The prefabricated Beaufort Homes (1946), designed by architect Arthur Baldwinson for the Department of Aircraft Production, were part of a government scheme to alleviate housing shortages. They were also a method of converting munitions factories to peace time needs. Although the scheme was ultimately abandoned, it represented a pioneering venture into prefabricated building design and production.
“The Beaufort Home is a culmination of intensive research in design, durability, insulation and equipment by the Beaufort Division of the Department of Aircraft Production in association with the Victorian State Housing Commission and the Commonwealth Department of Works and Housing through their Experimental Building Station … The house is essentially of steel construction, comprising floor members, walls, roof structure and sheeting, and is mounted on concrete foundation stumps.” (Brochure, 1946)
Beaufort Home - photographs
After World War II, the government looked to local and overseas companies for inexpensive and quick-to-assemble housing. Beaufort Homes represented a 'modern method of housing construction', combining the skill of architect Arthur Baldwinson, with the technical expertise of the Department of Aircraft Production which had previously been involved in producing Beaufort Bombers during the war.

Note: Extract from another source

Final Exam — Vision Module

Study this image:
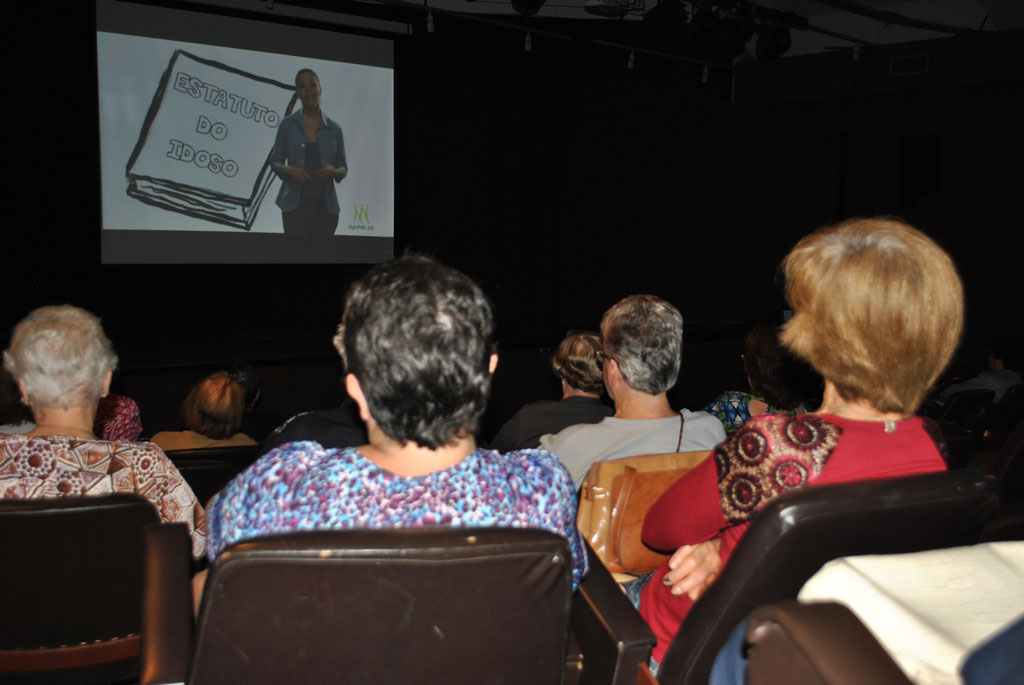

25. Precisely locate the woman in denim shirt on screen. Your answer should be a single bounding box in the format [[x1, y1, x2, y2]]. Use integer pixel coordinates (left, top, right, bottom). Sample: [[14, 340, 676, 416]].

A steel-framed prototype of the house was erected in three weeks and opened to the public in the Treasury Gardens, Melbourne, in June 1946, to raise interest in the project. The government at the time ordered five thousand houses for production, however only twenty-three were eventually built.
Beaufort Home - plans
Arthur Baldwinson’s modern designs for a prefabricated steel house were an innovative approach to post-war housing shortages. A prototype of the house, on display in the Treasury Gardens, Melbourne in 1946, was a simple two bedroom design, based on a three-foot grid, with steel frame, roof and cladding. Although initial interest in the project was high, the amount of steel required for large-scale production proved too demanding on post-war supplies and the project was prematurely terminated in 1947. Some examples of the house still survive in Victoria.